В то время существовал еще знаменитый Полторацкий переулок, против которого на Сенной находился обжорный ряд и ютились всевозможных родов промышленники; начиная с цирюльника, торговца нюхательным табаком и кончая изобретателями игры на рыбку и на рака и в ремешок.

Двор этого дома был немощеный и редко чистился, вследствие чего грязь и летом и зимой была непроходимая, а воздух одуряющий. Как велико было население Вяземского дома, не могу сказать; но в то время тут находились еще четыре жилых флигеля, из которых три теперь уже сломаны, а четвертый превращен в конюшню и кладовые.

При массе людей, проживавших с надлежащими видами и прописанных, проживало много беспаспортных и таких, которые почему-либо не хотели прописаться или прописывали подложные паспорта. Здесь находились также и мастера всевозможных фальшивых документов. Конечно, обо всем этом я узнал уже впоследствии, главным образом от своего товарища Прускова, о котором будет говориться ниже.

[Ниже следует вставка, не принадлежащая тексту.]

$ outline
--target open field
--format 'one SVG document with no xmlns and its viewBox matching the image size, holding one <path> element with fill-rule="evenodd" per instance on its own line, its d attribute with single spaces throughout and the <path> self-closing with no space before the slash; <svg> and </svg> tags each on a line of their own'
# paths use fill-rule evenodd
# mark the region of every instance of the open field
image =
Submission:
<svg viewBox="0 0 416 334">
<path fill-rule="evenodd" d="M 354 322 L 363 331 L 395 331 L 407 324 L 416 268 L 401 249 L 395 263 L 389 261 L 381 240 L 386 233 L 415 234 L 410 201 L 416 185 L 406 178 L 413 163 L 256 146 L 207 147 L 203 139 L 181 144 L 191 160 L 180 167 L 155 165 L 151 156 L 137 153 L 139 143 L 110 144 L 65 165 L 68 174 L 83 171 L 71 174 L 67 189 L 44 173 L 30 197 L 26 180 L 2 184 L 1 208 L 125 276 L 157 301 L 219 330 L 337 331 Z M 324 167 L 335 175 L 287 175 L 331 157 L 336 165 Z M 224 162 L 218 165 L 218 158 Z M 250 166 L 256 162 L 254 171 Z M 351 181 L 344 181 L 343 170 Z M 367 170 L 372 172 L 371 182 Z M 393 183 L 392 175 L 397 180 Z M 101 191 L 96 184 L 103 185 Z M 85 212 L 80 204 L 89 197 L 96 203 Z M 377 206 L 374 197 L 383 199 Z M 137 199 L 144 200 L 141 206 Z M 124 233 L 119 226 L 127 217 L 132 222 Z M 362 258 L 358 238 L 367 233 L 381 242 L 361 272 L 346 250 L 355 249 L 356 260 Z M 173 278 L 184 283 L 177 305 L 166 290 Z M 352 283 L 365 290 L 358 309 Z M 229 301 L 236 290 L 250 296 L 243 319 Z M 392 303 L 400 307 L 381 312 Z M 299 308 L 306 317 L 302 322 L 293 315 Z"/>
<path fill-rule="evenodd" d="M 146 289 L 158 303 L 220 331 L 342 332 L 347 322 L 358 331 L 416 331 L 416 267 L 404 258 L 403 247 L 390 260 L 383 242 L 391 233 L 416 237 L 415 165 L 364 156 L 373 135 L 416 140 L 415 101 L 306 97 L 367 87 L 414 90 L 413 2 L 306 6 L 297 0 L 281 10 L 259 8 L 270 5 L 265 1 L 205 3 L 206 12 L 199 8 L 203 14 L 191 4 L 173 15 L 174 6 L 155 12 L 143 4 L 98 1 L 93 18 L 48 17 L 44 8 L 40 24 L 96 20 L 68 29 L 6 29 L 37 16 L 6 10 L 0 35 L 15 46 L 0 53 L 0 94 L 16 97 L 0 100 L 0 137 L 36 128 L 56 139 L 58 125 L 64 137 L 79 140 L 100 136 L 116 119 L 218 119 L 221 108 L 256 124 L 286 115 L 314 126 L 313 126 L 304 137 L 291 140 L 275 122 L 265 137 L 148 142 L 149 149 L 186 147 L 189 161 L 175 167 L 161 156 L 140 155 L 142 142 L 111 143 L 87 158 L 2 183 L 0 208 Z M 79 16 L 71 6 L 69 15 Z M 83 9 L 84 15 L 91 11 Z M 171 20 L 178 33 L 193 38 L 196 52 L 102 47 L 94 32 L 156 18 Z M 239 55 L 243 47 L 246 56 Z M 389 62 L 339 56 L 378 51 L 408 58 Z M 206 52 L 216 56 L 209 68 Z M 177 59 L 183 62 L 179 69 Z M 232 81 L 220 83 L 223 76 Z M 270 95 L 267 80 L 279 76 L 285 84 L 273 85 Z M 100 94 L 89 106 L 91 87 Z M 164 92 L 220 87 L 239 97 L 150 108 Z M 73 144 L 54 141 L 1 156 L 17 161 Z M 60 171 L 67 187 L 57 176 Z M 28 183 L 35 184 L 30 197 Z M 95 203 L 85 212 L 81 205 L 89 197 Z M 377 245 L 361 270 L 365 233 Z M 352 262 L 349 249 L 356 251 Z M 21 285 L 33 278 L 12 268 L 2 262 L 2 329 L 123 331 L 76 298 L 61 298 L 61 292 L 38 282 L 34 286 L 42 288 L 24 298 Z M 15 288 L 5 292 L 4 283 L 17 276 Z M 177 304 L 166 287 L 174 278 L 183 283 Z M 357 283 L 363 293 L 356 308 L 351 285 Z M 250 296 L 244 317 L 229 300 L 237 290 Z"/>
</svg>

Может быть, прежде среди жильцов Вяземского дома было тогда более, нежели теперь, личностей, занимавшихся разными темными операциями; но, при всем том, тридцать два года назад совсем не было слышно, чтобы в квартирах этого дома производилась торговля вином; если же и торговали, то, по всей вероятности, не так свободно и не в таких размерах, как теперь идет эта торговля. Это обстоятельство следует, мне кажется, приписать особенной бдительности агентов прежних винных откупов.

53

Чайный доход — то есть чаевые.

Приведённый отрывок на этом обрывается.